L’écriture en atelier est loin de la pratique solitaire et de l’image romantique de l’écrivain dans sa tour d’ivoire. Elle est également une pratique sociale, culturelle et transgénérationnelle qui inscrit dans la relation à l’autre. Dans la mesure où l’écriture implique la présence d’un lecteur ou d’un auditeur, elle offre la possibilité d’être reconnu par autrui.

Dans Le créateur littéraire et la fantaisie (1908), Freud affirme que c’est la possibilité d’une prime de séduction qui suppose que la création établisse un lien entre créateur et spectateur. Être lu permet à celui qui crée, d’être reconnu et de bénéficier des présupposés toujours attribués au poète (gloire, richesse et, accessoirement, amour des femmes !)

Cette reconnaissance par l’autre (que ce soit le groupe ou l’art-thérapeute), cette écoute attentive et bienveillante que permet le cadre de l’atelier est primordiale car elle favorise la confiance, l’estime de soi et la l’inscription dans une forme d’altérité.

Si l’écriture peut être le lieu de la reprise entre soi et les autres, elle peut être également le lieu de la reprise psychique entre soi et soi.

Quels sont les liens psychiques que permet de renouer l’écriture ? Comment peut-elle parvenir à suturer, rapprocher les deux bords d’une déchirure ?

L’écriture comme mode de « reprise » entre soi et soi

Pour comprendre les fonctions psychiques de l’écriture, et comment elle peut être le lieu d’une reprise entre soi et soi, nous reprendrons la métaphore freudienne du « bloc magique » qui permet de décrire par analogie le fonctionnement de l’appareil psychique à celui d’une machine à écrire. Il s’agit d’un jeu pour enfant, une ardoise magique possédant un premier feuillet sur lequel ce qui s’inscrit en surface peut s’effacer, mais reste gravé dans la couche inférieure, sur un second feuillet. Ce qui s’inscrit sur un premier feuillet s’efface dès qu’on le soulève, ce qui le rend disponible pour une autre inscription, tandis que la trace subsiste en creux dans la cire du deuxième feuillet, dans notre partie inconsciente.

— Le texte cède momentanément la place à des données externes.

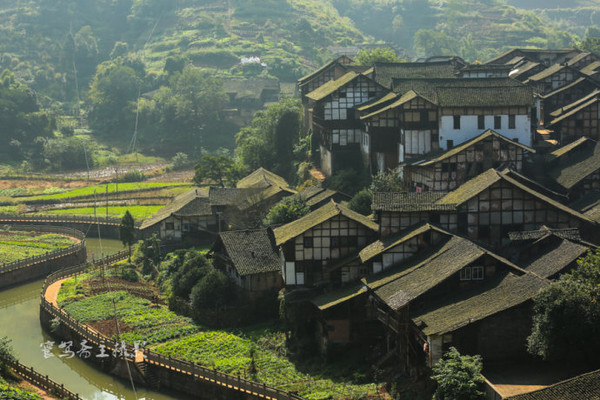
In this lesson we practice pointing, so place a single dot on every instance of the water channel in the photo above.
(19, 320)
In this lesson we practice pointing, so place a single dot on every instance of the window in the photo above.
(474, 273)
(457, 122)
(465, 274)
(480, 122)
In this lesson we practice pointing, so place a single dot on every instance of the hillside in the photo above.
(115, 68)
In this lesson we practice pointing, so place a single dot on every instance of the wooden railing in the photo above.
(81, 219)
(187, 368)
(42, 381)
(27, 262)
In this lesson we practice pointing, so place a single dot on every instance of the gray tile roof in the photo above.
(251, 251)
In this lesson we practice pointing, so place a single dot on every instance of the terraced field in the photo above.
(16, 245)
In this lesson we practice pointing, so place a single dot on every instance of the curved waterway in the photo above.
(20, 321)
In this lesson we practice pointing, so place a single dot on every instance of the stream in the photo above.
(20, 321)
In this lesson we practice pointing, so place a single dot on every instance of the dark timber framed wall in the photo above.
(451, 172)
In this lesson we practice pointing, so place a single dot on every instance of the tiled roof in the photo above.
(523, 69)
(586, 386)
(338, 296)
(262, 178)
(385, 73)
(573, 108)
(455, 311)
(409, 201)
(566, 149)
(473, 187)
(249, 88)
(382, 245)
(193, 202)
(293, 229)
(546, 73)
(577, 167)
(555, 260)
(330, 87)
(342, 60)
(433, 159)
(251, 251)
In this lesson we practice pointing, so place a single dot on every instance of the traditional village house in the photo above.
(584, 386)
(546, 57)
(248, 96)
(312, 247)
(450, 273)
(386, 73)
(564, 96)
(251, 259)
(553, 77)
(577, 119)
(317, 196)
(546, 252)
(335, 120)
(428, 115)
(575, 168)
(485, 208)
(331, 71)
(189, 215)
(456, 166)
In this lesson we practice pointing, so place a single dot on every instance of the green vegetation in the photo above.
(16, 245)
(287, 210)
(8, 391)
(458, 377)
(566, 322)
(138, 212)
(101, 190)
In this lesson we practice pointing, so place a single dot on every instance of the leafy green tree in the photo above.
(220, 169)
(379, 54)
(127, 231)
(566, 321)
(191, 271)
(458, 377)
(361, 202)
(213, 290)
(388, 181)
(112, 95)
(270, 139)
(287, 210)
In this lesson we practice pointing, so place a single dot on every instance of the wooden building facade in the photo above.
(312, 246)
(456, 166)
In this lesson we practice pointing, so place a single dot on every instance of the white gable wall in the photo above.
(469, 130)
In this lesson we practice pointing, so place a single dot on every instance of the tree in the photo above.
(566, 321)
(270, 138)
(379, 54)
(287, 210)
(127, 231)
(220, 169)
(389, 181)
(361, 202)
(458, 377)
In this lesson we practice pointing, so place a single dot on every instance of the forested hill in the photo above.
(143, 71)
(46, 43)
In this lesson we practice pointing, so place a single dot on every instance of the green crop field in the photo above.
(15, 245)
(170, 334)
(102, 189)
(138, 212)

Cependant, il est possible de renverser la métaphore freudienne, en faisant de l’écriture, non plus une intériorisation mais une extériorisation du bloc magique interne. Ce qui se trouvait dessous, enfoui, remonte à la surface, transformé, métaphorisé par le travail même de l’écriture littéraire. A travers l’écriture se rejoue de manière détournée et supportable pour l’écrivant ce qui était jusqu’alors refoulé.

Ainsi, l’écriture n’est donc plus une tentative d’inscrire au dehors ce qui aurait déjà été inscrit à l’intérieur, mais justement ce qui n’a pu l’être, ce qui manque, ce qui est troué, déchiré et donc à reprendre, à réparer. L’écrivant va alors tenter de mettre en forme, de symboliser, ce qui n’a pu être inscrit psychiquement. On comprend alors combien l’écriture peut être intéressante et efficace dans les cas de traumatismes. Elle permet d’entamer, avec l’aide d’un thérapeute, un premier travail de réparation, de « suture ».

En atelier d’écriture thérapeutique, ce n’est pas tant la qualité littéraire qui est recherché, même si elle peut apparaitre de surcroît, c’est l’élaboration psychique. C’est la notion de transformation qui va faire partie des objectifs implicites de l’atelier. Or, cette élaboration et les changements induits par l’écriture ne peuvent se faire que dans le cadre d’un dispositif précis, celui de l’atelier thérapeutique.

Le cadre thérapeutique est essentiel. « Sa souple fixité », ses règles, ses rituels, la présence bienveillante du groupe et de l’art-thérapeute rassurent et contiennent les écrivants. J’entends par « fixité » l’ensemble des règles propres à l’atelier d’écriture liées aux différents temps de celui-ci : l’accueil du groupe, l’énoncé de la proposition, le temps de écriture, la lecture, les retours, le temps de la séparation, les limites temporelles. J’entends par « souple », cette dimension du jeu qui permet au « je » d’exister.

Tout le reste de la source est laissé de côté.